Tissue Recipients

Allograft tissue comes from people who have chosen to donate their tissue following their death. The tissue donor may have died from some type of sudden accident or illness, such as a heart attack.

Community Tissue Services is committed to honoring the last wish of each donor while providing recipients and surgeons with a trusted source of allograft implants.

Why choose an allograft?

Allografts can replace or repair damaged or diseased bone and soft tissues in orthopedic and neurosurgery. It may also stimulate new bone growth in the affected area, particularly in dental and reconstructive surgery. Skin grafts may be used for severe burns.

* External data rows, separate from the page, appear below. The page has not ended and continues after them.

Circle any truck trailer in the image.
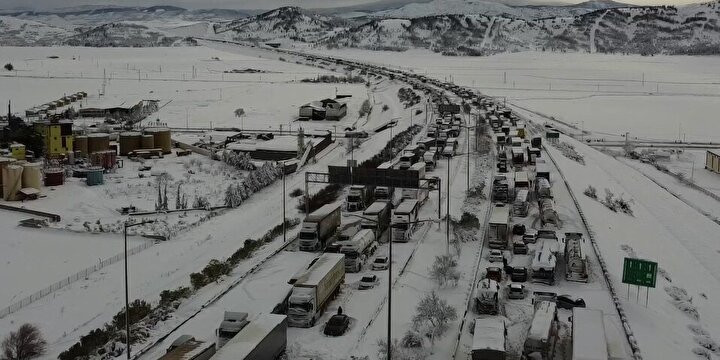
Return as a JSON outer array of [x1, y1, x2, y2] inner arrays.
[[340, 229, 377, 272], [288, 253, 345, 327], [212, 314, 288, 360], [298, 204, 340, 251], [471, 316, 507, 360], [391, 200, 420, 242]]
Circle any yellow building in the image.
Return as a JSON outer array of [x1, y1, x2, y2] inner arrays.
[[35, 120, 73, 157]]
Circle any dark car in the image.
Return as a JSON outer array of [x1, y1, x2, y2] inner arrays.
[[510, 266, 527, 282], [323, 314, 350, 336], [555, 295, 585, 309]]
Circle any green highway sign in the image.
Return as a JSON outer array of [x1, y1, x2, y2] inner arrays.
[[623, 258, 657, 288]]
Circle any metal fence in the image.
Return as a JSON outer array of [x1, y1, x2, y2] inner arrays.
[[0, 241, 154, 319]]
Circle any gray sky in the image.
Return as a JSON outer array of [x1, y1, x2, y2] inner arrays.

How do you screen allograft donors?

Community Tissue Services uses the experience of licensed Medical Doctors to assist in the donor screening process prior to recovery. Community Tissue Services only accepts tissue donors that meet or exceed donor eligibility requirement set in place by the Food and Drug Administration (FDA), American Association of Tissue Banks, state regulations, and Community Tissue Services in-house Medical Directors.

Each donor is thoroughly evaluated using a medical/social history assessment, medical records, blood tests, culture results, physical examination and autopsy reports (when performed). This process is used to ensure the donor is suitable for donation by allowing us to recognize and exclude potential diseases or medical conditions that are unacceptable.

How do you test the tissue?

All Community Tissue Services donors are tested for transmissible diseases using FDA licensed, approved, or cleared donor screening kits. Additionally, each individually recovered tissue undergoes pre-processing microbiological cultures to ensure pathogenic organisms are not introduced to the processing environment.

All of the donor chart information is evaluated by individuals trained in tissue banking, and a Community Tissue Services Medical Doctor prior to the processing of the tissue.

What happens after testing?

All musculoskeletal and skin grafts recovered by our tissue centers and recovery partners across the United States are processed at Community Tissue Services‘ Center for Tissue, Innovation and Research. Processing and packaging of the tissue are performed using aseptic technique and occur in a class 100 clean room. Tissue grafts are rinsed and soaked in various solutions to minimize transmission of bacteria and viruses. Community Tissue Services utilizes a low dose terminal sterilization after final packaging of the musculoskeletal grafts. Although the risk of disease transmission cannot be entirely eliminated, the use of allografts that have undergone rigorous donor screening, serological testing and formal processing has significantly reduced this risk.

Allograft Safety

What happens to the bone graft after transplantation?

Once the transplanted bone graft is accepted by the body, it is slowly converted into new living bone and incorporated into the body.

Why was Community Tissue Services chosen?

At Community Tissue Services, patient safety and physician satisfaction are our priorities.

Community Tissue Services is registered with the Food and Drug Administration (FDA), accredited by the American Association of Tissue Banks, and maintains all applicable state licenses. Community Tissue Services has an unrivaled safety record in providing tissue allografts and is ISO 13485 certified.